Richard S. Salzman, a retired associate judge of D.C. Superior Court, died June 30 of complications of autoimmune hepatitis at Sibley Memorial Hospital in Washington. He was 72.

He was appointed by President Ronald Reagan in 1981 for a 15-year term and retired in 1996.

Judge Salzman frequently urged the lawyers before him to try to settle their clients' differences without requiring a judgment of the court. Such was the case in 1994 when fired NAACP executive director Benjamin Chavis filed a lawsuit against the civil rights organization seeking reinstatement.

Even as Judge Salzman ordered Chavis and the group's lawyers back into court, he pressed them to settle their differences privately.

"Lawsuits detract everyone from their regular business," the judge said during a September 1994 status hearing. "I wouldn't be offended if you solved this matter."

Three days before Judge Salzman had scheduled an October hearing that would determine whether Chavis should be reinstated, the suit was settled. The terms of the settlement, which did not include Chavis's rehiring, were not disclosed at the time.

Judge Salzman later established a mandatory referral of all civil cases filed in Superior Court to a mediation procedure before a trial date would be assigned.

Throughout his term, he didn't flinch from the tough decisions. In a case brought by D.C. police officers who had been discharged after alleged misconduct incidents, he ordered their reinstatement because the department failed to follow its own requirements for taking disciplinary action within 45 days.

He noted the hard choice a court faced when asked by the government to ignore its well-intentioned due process rules when dealing with aberrant behavior by its own law-enforcement personnel.

In another case, the judge ruled that the First Amendment protected a decision of the Washington Times to refuse to print a full-page ad for which a Ukrainian group in the United States had paid in full. He declined to issue an injunction to compel publication of the group's protest.

Judge Salzman, known for his sharp wit and intelligence on the bench, often engendered criticism from lawyers about his temperament.
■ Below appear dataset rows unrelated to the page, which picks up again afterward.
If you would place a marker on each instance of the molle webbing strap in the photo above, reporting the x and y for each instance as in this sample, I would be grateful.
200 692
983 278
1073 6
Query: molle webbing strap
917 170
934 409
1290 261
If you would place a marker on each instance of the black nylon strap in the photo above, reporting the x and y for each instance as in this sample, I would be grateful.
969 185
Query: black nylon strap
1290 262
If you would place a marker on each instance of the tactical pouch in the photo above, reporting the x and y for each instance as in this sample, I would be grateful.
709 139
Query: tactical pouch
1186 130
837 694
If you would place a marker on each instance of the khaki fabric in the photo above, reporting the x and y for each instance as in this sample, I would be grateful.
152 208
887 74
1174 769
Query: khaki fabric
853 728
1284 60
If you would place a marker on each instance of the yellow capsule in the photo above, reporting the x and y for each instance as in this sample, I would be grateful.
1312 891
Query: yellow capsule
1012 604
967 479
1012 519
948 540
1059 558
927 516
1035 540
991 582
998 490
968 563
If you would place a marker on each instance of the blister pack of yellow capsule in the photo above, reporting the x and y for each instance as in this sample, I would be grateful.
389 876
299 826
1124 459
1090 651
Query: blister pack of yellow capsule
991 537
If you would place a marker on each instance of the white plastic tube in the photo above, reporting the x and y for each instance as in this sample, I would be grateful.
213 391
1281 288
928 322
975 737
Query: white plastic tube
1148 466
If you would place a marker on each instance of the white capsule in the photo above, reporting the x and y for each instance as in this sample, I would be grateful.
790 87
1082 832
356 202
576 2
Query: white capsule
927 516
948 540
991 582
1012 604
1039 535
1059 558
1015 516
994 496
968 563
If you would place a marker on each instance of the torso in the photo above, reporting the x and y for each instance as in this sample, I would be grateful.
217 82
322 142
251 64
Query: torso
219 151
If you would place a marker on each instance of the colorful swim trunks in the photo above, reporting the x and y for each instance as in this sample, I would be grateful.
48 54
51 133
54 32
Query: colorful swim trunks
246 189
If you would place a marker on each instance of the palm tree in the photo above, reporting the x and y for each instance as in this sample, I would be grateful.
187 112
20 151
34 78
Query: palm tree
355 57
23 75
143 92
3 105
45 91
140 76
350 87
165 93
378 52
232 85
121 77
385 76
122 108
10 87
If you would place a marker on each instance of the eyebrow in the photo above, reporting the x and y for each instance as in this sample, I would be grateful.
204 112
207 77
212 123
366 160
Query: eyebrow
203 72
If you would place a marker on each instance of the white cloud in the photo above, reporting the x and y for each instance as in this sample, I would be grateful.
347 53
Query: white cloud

He, in turn, sometimes complained about their courtroom behavior.

"He occasionally confided to friends that the most difficult aspect of serving as a judge was the requirement to sit through irrelevant, tendentious or just plain boring presentations by counsel," said a friend, Peter Ehrenhaft.

Richard Stephen Salzman was born in Brooklyn, N.Y., where he was a high school classmate of U.S. Supreme Court Associate Justice Ruth Bader Ginsburg. In 1950, he entered Columbia University in New York on a Navy ROTC scholarship.

Following graduation and three years of active Navy duty, he completed Columbia Law School in 1959. His first position as a lawyer was in Washington, where he became a motions law clerk of the U.S. Court of Appeals for the D.C. Circuit.

After a year, he entered private practice in New York, specializing in shipping law, but he soon returned to Washington to work in the appellate section of the Civil Division at the Department of Justice. He later served as assistant chief counsel of the Federal Highway Administration.

His first judicial role was as a member of the Atomic Safety and Licensing Appeals Panel of the Nuclear Regulatory Commission, writing a number of the decisions in which the commission changed the direction of utilities regulation.

He worked with the American Inns of Court's mentoring program.

His wife, Lois Wallace Salzman, whom he married in 1958, died in 1999.

Survivors include two sons, John Salzman of North Bethesda and Andrew Salzman of Alexandria.

Richard S. Salzman served for 15 years on D.C. Superior Court after years at the Justice Department and other federal agencies.